Sea cual sea la fórmula que se adapte a tu empresa, contará con las ventajas del modelo, que te contamos a continuación:

1.- Mejor conciliación.
Es innegable. Teniendo flexibilidad laboral los empleados podrán disfrutar de un mejor equilibrio entre su vida privada y la profesional. Ayuda mucho tener un espacio de trabajo que propicie esta flexibilidad como las oficinas flexibles.

2.- Reducción del estrés.
Muy ligado con el punto anterior. Está comprobado que el hecho de no tener unos horarios inamovibles reducen el estrés y la ansiedad laboral

3.- Motivación
Tener flexibilidad laboral tanto a nivel de horario como de espacios de trabajo supone tener una mayor autonomía en el terreno profesional. Esto unido a la libertad que ofrece la flexibilidad, supone un plus de motivación para que el trabajador enfrente su jornada laboral.

4.- Mayor productividad
Es una ventaja muy importante, sobre todo de cara a la empresa, y es consecuencia directa de la motivación. Que los empleados estén satisfechos con sus condiciones impacta de pleno en su rendimiento y desempeño.

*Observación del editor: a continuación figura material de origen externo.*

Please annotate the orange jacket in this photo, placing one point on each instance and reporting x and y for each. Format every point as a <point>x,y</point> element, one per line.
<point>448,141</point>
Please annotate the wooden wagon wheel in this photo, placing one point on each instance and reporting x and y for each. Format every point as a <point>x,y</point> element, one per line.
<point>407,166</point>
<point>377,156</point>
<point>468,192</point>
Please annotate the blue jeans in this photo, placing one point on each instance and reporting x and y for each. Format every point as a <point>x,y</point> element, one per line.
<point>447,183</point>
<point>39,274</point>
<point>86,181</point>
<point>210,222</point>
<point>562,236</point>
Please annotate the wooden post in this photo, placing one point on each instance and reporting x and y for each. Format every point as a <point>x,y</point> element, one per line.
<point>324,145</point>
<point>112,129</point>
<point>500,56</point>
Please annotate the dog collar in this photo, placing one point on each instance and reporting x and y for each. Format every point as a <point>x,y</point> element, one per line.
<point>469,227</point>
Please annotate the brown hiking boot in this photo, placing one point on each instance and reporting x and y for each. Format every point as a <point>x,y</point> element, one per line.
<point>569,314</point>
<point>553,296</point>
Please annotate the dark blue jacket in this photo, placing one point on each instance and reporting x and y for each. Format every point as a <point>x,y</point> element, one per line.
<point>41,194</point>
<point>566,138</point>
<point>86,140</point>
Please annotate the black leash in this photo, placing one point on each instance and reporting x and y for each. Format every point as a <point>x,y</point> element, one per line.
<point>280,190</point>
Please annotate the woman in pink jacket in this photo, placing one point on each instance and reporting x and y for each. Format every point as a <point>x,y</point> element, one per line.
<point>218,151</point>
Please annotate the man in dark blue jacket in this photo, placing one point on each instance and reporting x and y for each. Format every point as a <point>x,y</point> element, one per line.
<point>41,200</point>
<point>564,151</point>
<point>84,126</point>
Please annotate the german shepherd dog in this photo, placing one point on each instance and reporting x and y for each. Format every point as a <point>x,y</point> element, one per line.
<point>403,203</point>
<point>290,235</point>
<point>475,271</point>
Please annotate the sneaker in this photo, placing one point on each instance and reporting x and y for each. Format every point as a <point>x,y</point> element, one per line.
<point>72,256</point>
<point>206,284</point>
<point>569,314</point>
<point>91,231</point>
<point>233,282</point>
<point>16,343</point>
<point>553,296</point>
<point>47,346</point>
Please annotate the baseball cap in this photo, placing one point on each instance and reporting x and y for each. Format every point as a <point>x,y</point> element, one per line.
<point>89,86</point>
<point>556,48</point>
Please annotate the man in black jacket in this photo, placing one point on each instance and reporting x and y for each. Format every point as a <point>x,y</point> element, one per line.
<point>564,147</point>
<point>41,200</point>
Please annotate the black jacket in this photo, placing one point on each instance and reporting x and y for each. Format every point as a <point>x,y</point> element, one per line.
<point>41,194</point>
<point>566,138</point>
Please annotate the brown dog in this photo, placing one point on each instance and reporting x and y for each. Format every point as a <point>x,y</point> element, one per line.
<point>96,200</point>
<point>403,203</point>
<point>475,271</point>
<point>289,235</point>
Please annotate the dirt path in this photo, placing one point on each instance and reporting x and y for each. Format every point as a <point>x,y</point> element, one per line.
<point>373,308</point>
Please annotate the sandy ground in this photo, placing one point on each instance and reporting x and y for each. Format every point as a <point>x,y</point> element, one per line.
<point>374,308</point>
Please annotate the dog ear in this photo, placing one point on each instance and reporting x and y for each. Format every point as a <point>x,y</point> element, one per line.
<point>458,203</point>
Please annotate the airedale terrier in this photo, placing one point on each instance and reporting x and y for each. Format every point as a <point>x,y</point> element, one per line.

5.- Reducción de absentismo
Uno de los principales problemas del área laboral, el absentismo. Para intentar combatirlo se pueden adoptar horarios flexibles . Además, también ayuda construir un ambiente laboral y una cultura empresarial que haga de la oficina casi un hogar. Es una buena forma de hacer que el empleado se sienta bien en la empresa.

6.- Reducción de costes
¡Win-win para ambas partes! Por un lado el empleado puede reducir costos importantes como el del transporte o comida, mientras que por su lado, la empresa podrá dejar la oficina tradicional y optar por un nuevo modelo más económico como es el coworking. En Monday lo sabemos bien, por eso contamos con planes a medida de todas las empresas.

7.- Retención del talento
Sobre todo del millenial. Como comentamos al principio, la flexibilidad laboral es un requisito indispensable para aquellas empresas que quieran atraer y retener talento joven. Si además consigues fomentar un buen ambiente en la empresa, que los empleados se junten para hacer afterworks o compartir tiempo libre… ¡los tendrás ganados! De nuevo, un espacio de coworking como Monday te solucionará la vida en este aspecto 😉

En definitiva, el éxito de tu negocio depende directamente del bienestar de tus trabajadores. Si ellos están contentos, todo irá viento en popa. Recuerda que para ello, debes trabajar la flexibilidad laboral en tu empresa. Si estás planteando instaurar un modelo flexible en tu negocio, lo mejor son los espacios de coworking como Monday. En Monday somos flexibles y nos adaptamos a todo tipo de empresas y necesidades. Si quieres hacernos cualquier consulta, no dudes en preguntarnos, estaremos encantados de asesorarte.

Top 5 beneficios de estar en un coworking

Todos sabemos que el futuro del trabajo pasa por un cambio de modelo y podemos decir que este cambio ya está comenzando. No podemos aventurar mucho sobre cómo será, lo que sí tenemos claro es que este cambio pasa sí o sí por la flexibilidad.

Los coworkings u oficinas flexibles son muy útiles tanto a la hora de conectar y crear sinergias como por la posibilidad de disfrutar de múltiples espacios con diferentes funcionalidades en una misma localización. Sin duda, es la mejor manera de desarrollar proyectos profesionales a la vez de fomentar proyectos conjuntos.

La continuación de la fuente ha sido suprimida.